Not the best this time.


----------



## bubbagrub (Mar 21, 2017)

*Square one: *50.72, (1:02.46), 43.00, (33.11), 33.53 = *42.42 
Skewb: *8.49, 6.11, (8.66), (5.50), 6.06 = *6.89
2x2*: 6.70, 7.21, (6.15), 7.07, (7.55) = *7.00
3x3: *(29.53), (15.88), 22.09, 23.12, 23.41 = *22.88
OH: *(57.30), (37.24), 41.15, 52.73, 50.37 = *48.09
2-3-4 relay: 2:34.07
2-3-4-5 relay: 7:02.96
2BLD*: 49.98, DNF, 1:05.34* = 49.98
Pyraminx*: 25.38, 22.77, 17.27, (14.71), (26.48) = *21.81
FMC: 33
*


Spoiler: FMC Solution



B U B' U B' U F2 R L U2 B U2 R' U' B' U B R2 B R' L' D L D2 L' F L B2 L' F' L D B

B U B' U B' U F2 R // 222 (8/8)
L U2 B U2 // xxcross (4/12)
(B' D' B2 D2 L' D' L) // F2L -1 (7/19)
(R B' R') // F2L - 1corner (3/22)
(R' B' U' B U R) // L3C (5/27)

Skeleton:
B U B' U B' U F2 R L U2 B U2 R' U' B' U B R2 B R' L' D L D2 * B2 D B

Insert at *:
L' F L B2 L' F' L B2 (6/33)


----------



## T1_M0 (Mar 21, 2017)

*3x3 *(20.38), 22.90, 22.38, 27.46, (DNF) = *24.25
*
Last was going to be great, then I messed up easy oll.


----------



## arbivara (Mar 22, 2017)

2x2x2: (12.03) 10.42 10.09 (9.11) 9.75 = *10.09* // meh
3x3x3: 27.33 29.10 (26.73) 30.03 (33.90) = *28.82* // 1st solve done while talking to my dad: a PLL skip save it from sucking like the last one
4x4x4: 3:37.13 (4:24.76) 4:14.56 3:57.01 (3:33.51) = *3:56.23* // meh(2)
2BLD: 1:40.03 (DNF) (DNF) = *1:40.03* // not good
OH: (1:20.00) 1:15.00 (1:00.00) 1:15.00 1:00.00 = *1:10.00* // Right-handed.

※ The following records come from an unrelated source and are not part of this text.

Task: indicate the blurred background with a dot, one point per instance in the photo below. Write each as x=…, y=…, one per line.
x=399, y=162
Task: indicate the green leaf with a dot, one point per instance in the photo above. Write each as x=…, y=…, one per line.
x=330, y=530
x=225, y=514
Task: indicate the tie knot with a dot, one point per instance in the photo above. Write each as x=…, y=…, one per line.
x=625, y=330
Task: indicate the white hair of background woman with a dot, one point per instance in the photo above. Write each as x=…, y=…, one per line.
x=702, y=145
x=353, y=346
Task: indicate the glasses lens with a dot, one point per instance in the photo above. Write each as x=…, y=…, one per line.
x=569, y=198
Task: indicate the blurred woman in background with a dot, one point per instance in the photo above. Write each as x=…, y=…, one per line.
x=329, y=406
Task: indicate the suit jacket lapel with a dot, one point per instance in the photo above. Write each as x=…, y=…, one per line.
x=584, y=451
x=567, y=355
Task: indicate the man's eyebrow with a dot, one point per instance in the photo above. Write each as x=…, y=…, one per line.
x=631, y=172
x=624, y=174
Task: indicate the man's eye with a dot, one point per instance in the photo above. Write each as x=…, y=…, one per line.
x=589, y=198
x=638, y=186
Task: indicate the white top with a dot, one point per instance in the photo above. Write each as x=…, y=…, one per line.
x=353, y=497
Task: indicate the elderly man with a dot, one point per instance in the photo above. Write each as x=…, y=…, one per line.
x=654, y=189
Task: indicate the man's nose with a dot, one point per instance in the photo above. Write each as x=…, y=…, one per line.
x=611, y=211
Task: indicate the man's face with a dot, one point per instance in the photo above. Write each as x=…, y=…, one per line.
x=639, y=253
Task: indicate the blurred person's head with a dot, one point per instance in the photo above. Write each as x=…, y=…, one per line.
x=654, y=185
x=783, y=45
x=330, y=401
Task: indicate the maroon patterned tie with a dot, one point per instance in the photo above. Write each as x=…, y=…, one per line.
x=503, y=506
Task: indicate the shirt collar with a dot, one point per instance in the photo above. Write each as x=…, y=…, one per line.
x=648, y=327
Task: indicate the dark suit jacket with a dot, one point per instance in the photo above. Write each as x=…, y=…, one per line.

I lost my times, so I'm just maximazing them. I don't remember them exactly, but for sure there was 2 under 60", 2 under 75" and one under 80". @MatsBergsten: If this is not ok, please let me know and I'll erase this and abstain from this category this week
FMC: *35* // full solution in spoiler bellow
Clock: 30.12 (DNF) (25.38) 31.61 31.46 = *31.06* // 2nd: forgot to solve second side
Pyraminx: 21.25 (18.12) 21.77 (25.11) 22.59 = *21.87* // 2nd: felt like should be way faster. Not sure what went wrong
Skewb: 27.38 26.09 (22.50) (1:16.56) 25.50 = *26.32* // so so



Spoiler: FMC



F L' U' B // EO + 3 PAIRS
R D F2 U' // 1X2X2 + 3 PAIRS
R B2 // 1X2X2 + 1X2X2 + PAIR
D' F2 // 2X2X2 +1X2X2
U // pseudo 2X2X3
L2* B2 L2 D L' D' L D L' D' // pseudo F2L-1
L' U' // F2L
U L U' L U L2 U' L2 // AB3C
insertion:
* - U F2 U' B2 U F2 U' B2 // solves all 3 corners
Final solution:
F L' U' B' R D F2 U' R B2 D' F2 U L2 U F2 U' B2 U F2 U' L2 D L' D' L D L' D' U' L U L2 U' L2


----------



## delhicuber (Mar 23, 2017)

3x3x3: 1:35.15, (DNF), (1:31.85), 2:22.35, 1:31.95 = *1:49.82* ( _minutes_ )


----------



## T1_M0 (Mar 23, 2017)

FMC: 49



Spoiler: Solution



*Scramble *B2 F' L2 B D2 U2 F L2 D2 F' L D U R' F D B U2 F2 U2

2x2x2: L2 R U2 B U B’ U’
2x2x3*: *B’ L B L U L U’
F2L-1*: *L D2 L’ B’ L’ B2 D’ B’ D
F2L: L F L F’
OLL*: *U’ F’ L’ F L F’ L’ F L U L
2nd cross edge (inverse): D2 * B D B’
Insert at *: L F2 L’ B2 L F2 L’ B2

*Solution *L2 R U2 B U B’ U’ B’ L B L U L U’ L D2 L’ B’ L’ B2 D’ B’ D L F L F’ U’ F’ L’ F L F’ L’ F L U L D2 L F2 L’ B2 L F2 L’ B’ D B’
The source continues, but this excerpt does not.